В неоновом свете она ясно различила ухмылки экскурсантов, ухмылки фламандские и английские. Странно только, что трое молодых немцев так и не ухмыльнулись.
– Почему дома стоят на таких высоких фундаментах? В те времена вся местность была, видимо, заболочена, река катила свои зеленые воды по серому каменному ложу. Чу! Слышите проклятия германских рабов? По их золотистым бровям пот стекал прямо на белые лица, увлажнял светло-русые бороды; губы варваров произносили проклятья, которые звучали как стихи: "Вотан взрастит возмездье мерзейшему племени римлян, горе им, горе им, горе…" Чуточку терпения, уважаемые дамы и господа, осталось пройти всего несколько шагов, взгляните сюда – здесь мы видим развалины здания суда, а вот и цель нашего путешествия – древнеримские детские гробницы. ("Теперь, – наставляли их на курсах, – вы молча проходите впереди всех и пережидаете, пока люди поборют первое волнение, только после этого вы снова начинаете рассказывать; сколько времени должно длиться проникновенное молчание, вам может подсказать только ваша интуиция, разумеется, это зависит также от состава группы; ни в коем случае не допускайте дискуссии о самих римских детских гробницах, в ходе которой может выясниться, что у нас находятся не гробницы, а всего лишь надгробия, найденные, кстати сказать, вовсе не здесь".)
Могильные плиты стояли полукругом, вплотную к серой стене; после того как первое волнение стихало, пораженные экскурсанты поднимали взгляды к отверстию шахты; над неоновыми лампами виднелось темно-синее вечернее небо, казалось даже, что вдали мерцает первая звездочка, а быть может, то был всего-навсего мягкий отсвет позолоченного или посеребренного шарика ограды, падавший сквозь круглый светлый колодец, составленный из трех венцов.
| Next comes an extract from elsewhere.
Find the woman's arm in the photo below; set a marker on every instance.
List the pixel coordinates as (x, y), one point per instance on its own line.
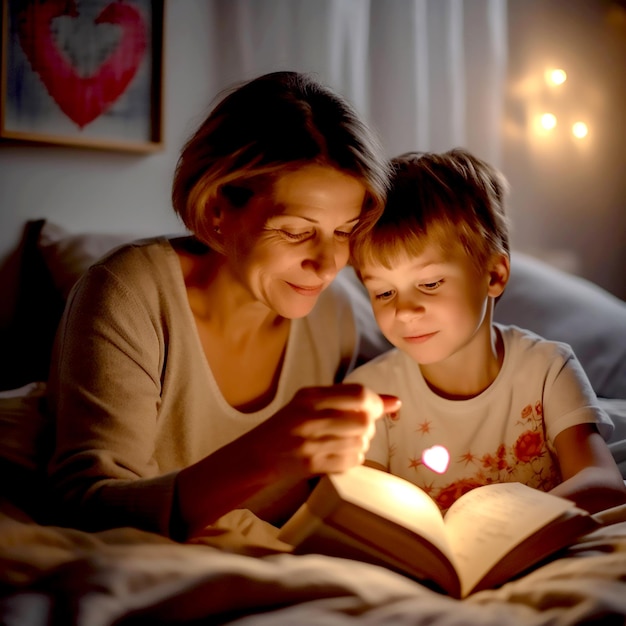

– Посмотрите туда, где начинается первый венец… видите белую поперечную черту на бетонной стене? Во времена древних римлян приблизительно на этой высоте находился уровень улицы, а теперь взгляните на второй венец… там вы тоже увидите белую черту на бетонной стене. Видите? Таков был уровень земли в средние века. И, наконец, третью белую черту я могу вам не показывать – на этом уровне пролегает улица в наши дни. Ну, а теперь, уважаемые дамы и господа, мы перейдем к надписи.
Лицо девушки стало каменным, словно лицо богини; слегка согнув руку в локте, она подняла фонарик, похожий на обгоревший факел:
Dura quidem frangit parvorum morte parentes
Condicio rapido praecipitata gradu
Spes aeterna tamen tribuet solacia luctus…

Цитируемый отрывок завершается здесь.